Full moon, PMS, and Incontinence do not mix

No they do not.  Not at all.  I had a bit of a breakdown yesterday afternoon.  Just a little one.  I had a good five minutes of crying along with this wanting to pull all the hair out of my head.  I can say that I had the "crazy eyes" yesterday.  Or maybe I should just say they were crazier than normal.

It all started earlier in the week.  Little things were frustrating me.  Big things were pushing me right up to the edge.  I could feel my white hairs actually growing in.  I could feel them popping out of my skull.  My shoulders were rounding, my traps were tightening, my neck was becoming as stiff and rigid as a metal post.  My hormones and the moon's gravitational pull were taking their toll on my body.  I won't even mention what they were doing to my mind.

Yesterday I woke up with the feeling that I needed the day off.  I know we all get that feeling.  We all get that feeling quite often.  I knew I needed the day off though.  I mean the entire day off from morning til night.  I did not want to do any caregiving from the moment I woke up.  It was time for a day off.  I hadn't had a day off since the beginning of December.  I wanted the day off, I needed the day off but I knew I was not going to get the day off.

So I just puttered along, dragging my feet, not wanting to do anything.  I trudged through the day.  Slow.  Annoyed.  I felt sorry for myself.  I played Farmville.  And then the smell came and I knew what was coming.  Or rather I knew what had already happened.  And this is where I lost it.

**Warning - This gets a little gross especially if you're not a caregiver or you don't have any kids!**

I think that my mom's incontinence is the worst thing to deal with.  I help her clean up every morning because I have not found an adult undergarment that can contain the amount of fluids she releases during the night.  I have refused to wake her in the middle of the night to use the bathroom.  It just seems so mean.  I might have to start getting her up an hour or two earlier to deal with this problem though.   But today number 1 was not the problem.  It was the dreaded number 2.

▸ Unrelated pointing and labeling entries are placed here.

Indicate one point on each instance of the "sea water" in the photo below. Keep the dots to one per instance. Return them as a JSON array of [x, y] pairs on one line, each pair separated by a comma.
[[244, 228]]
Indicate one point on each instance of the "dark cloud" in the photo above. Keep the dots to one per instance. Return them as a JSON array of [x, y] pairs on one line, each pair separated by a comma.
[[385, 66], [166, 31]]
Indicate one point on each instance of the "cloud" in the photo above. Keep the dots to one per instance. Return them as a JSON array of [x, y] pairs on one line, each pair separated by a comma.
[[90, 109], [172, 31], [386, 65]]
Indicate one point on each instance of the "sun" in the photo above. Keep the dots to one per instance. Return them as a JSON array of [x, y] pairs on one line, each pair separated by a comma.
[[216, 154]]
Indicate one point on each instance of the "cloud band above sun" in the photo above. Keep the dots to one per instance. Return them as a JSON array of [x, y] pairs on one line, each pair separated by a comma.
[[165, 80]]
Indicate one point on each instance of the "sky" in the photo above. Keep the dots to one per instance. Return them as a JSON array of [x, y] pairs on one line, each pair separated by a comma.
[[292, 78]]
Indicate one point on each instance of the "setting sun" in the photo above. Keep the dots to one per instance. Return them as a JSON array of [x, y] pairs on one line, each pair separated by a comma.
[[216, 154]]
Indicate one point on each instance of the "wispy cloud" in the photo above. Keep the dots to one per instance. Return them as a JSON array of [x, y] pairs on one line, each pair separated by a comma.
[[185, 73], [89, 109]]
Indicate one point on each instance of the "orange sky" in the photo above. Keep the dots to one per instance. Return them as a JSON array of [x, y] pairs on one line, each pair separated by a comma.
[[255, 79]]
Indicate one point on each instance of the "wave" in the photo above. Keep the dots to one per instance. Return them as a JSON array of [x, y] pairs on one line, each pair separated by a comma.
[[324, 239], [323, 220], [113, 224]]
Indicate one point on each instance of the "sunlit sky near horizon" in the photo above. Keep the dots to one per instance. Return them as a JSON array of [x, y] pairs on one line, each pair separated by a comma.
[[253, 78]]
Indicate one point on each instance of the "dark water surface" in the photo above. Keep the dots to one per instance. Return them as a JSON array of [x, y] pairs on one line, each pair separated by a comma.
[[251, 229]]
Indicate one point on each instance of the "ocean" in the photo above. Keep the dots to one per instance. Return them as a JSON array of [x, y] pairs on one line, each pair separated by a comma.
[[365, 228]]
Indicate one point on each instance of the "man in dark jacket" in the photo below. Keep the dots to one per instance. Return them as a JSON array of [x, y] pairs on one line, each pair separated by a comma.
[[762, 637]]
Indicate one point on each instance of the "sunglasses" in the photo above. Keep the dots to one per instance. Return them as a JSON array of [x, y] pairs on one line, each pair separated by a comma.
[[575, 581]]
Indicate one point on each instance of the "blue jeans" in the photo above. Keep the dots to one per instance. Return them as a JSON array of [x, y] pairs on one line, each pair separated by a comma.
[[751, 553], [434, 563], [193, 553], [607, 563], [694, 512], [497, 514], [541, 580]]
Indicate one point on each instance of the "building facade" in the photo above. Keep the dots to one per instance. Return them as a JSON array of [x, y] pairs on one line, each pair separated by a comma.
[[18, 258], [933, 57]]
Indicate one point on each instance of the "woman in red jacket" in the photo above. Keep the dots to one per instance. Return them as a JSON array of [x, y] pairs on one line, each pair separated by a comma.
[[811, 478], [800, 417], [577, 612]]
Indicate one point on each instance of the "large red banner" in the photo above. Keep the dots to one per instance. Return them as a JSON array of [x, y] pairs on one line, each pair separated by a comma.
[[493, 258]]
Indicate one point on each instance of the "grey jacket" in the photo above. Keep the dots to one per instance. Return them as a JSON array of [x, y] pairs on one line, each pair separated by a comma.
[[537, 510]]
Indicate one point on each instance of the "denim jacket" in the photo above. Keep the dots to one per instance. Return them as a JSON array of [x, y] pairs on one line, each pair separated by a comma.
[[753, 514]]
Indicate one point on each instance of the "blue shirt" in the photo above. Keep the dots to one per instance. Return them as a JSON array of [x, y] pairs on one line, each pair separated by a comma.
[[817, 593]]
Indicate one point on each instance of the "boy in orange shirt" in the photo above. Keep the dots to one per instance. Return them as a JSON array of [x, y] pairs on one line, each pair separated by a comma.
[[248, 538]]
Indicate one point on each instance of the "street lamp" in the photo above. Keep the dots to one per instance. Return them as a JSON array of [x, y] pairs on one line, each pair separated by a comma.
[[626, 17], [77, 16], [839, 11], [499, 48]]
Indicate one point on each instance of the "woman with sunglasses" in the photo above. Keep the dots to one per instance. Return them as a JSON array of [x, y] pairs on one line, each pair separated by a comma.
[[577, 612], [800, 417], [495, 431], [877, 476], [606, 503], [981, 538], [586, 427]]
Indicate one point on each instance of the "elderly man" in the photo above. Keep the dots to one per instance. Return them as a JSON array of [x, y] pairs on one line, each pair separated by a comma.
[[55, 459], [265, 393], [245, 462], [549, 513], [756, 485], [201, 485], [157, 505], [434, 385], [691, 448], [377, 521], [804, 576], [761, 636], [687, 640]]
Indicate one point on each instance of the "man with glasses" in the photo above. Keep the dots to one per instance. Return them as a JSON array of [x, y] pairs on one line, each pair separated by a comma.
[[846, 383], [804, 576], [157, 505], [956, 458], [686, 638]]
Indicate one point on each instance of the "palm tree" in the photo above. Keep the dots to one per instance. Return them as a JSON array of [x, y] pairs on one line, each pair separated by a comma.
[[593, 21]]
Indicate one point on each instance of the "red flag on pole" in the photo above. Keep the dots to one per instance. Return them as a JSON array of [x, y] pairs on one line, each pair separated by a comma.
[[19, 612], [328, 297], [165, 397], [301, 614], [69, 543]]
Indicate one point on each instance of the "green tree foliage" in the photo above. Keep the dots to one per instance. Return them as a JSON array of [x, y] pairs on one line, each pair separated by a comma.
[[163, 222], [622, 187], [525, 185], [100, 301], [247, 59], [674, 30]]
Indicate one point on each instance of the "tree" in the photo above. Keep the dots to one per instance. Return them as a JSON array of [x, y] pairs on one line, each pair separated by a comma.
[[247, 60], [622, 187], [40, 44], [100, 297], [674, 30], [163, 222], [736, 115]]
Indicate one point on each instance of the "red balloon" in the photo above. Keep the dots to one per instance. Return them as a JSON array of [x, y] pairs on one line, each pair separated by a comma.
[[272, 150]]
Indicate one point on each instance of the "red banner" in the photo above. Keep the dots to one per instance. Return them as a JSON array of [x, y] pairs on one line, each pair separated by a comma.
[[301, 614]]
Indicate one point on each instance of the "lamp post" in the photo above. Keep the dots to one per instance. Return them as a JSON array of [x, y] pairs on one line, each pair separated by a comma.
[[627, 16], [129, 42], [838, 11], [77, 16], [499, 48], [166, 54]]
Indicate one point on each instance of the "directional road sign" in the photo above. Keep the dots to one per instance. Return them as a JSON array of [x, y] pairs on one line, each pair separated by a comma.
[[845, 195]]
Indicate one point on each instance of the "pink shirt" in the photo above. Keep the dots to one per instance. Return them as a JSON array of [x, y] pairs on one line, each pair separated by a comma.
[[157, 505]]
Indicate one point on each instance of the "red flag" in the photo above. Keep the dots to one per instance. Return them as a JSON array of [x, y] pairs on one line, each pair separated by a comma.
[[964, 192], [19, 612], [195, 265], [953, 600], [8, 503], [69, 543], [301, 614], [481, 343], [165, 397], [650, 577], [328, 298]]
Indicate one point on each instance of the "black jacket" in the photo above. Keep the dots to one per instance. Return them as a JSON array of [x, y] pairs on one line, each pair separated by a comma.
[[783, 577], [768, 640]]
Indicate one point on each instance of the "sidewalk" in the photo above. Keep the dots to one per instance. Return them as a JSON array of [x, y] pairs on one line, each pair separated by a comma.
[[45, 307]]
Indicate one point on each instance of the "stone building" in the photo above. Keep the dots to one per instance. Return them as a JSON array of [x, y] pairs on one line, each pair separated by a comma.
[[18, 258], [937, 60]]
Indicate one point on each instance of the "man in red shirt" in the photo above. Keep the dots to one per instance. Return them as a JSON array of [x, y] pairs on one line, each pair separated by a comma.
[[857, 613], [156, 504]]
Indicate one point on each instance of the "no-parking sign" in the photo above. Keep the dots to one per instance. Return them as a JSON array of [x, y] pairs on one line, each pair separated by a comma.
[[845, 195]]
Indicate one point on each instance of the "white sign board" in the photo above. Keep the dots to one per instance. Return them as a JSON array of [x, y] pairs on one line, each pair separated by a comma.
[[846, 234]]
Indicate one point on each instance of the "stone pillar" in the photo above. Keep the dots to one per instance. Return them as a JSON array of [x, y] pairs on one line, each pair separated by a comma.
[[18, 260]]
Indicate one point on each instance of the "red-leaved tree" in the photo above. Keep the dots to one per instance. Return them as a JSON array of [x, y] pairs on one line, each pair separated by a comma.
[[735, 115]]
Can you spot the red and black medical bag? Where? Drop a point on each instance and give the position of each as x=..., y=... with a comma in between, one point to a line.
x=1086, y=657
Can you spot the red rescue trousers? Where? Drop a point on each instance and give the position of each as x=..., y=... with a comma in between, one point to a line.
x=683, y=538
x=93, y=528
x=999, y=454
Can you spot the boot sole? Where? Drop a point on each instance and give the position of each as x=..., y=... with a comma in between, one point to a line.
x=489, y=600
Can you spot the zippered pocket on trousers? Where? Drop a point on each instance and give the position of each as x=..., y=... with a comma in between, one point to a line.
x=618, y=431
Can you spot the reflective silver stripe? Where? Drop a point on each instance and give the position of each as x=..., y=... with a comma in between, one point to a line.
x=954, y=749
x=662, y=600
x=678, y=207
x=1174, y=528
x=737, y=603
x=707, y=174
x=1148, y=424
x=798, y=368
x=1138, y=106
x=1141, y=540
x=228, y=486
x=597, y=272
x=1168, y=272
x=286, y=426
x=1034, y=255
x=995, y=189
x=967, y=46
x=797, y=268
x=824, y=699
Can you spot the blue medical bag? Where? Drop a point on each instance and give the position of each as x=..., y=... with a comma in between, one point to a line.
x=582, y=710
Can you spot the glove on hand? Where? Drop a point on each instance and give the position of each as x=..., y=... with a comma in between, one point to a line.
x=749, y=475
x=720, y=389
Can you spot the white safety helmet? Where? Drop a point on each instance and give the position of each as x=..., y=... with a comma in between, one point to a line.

I don't have any nice way of putting this.  I smelled it.  Yes, I smelled sh!t.  So I knew I would have to deal with it.  We can usually catch this before it becomes a problem by keeping a bathroom schedule but every once in awhile things go off schedule.  Sometimes it's her.  Sometimes it's me.  Oh, how I dread it.  It might also not be that bad if she would just let me know she has had an accident but she doesn't.  I always find out after it is a mess.  I will not even give details.  Let's just say I have been dealing with human excrement for almost 13 years.  Some days I just can't take it.

I just couldn't take it yesterday.  I flipped and had a good five minute freak out cry.  Crying over crap.  I totally agree with not crying over spilled milk but crying over crap is totally rational to me.  Wow.  I can't believe I blogged about this.  buahahahahaa  I do feel a bit better crying and bitching about it though.  It usually takes me a day or two before I can laugh about these incidents.  Hmmm...  Maybe I will be able to laugh about it tomorrow because I still feel like crying about it today.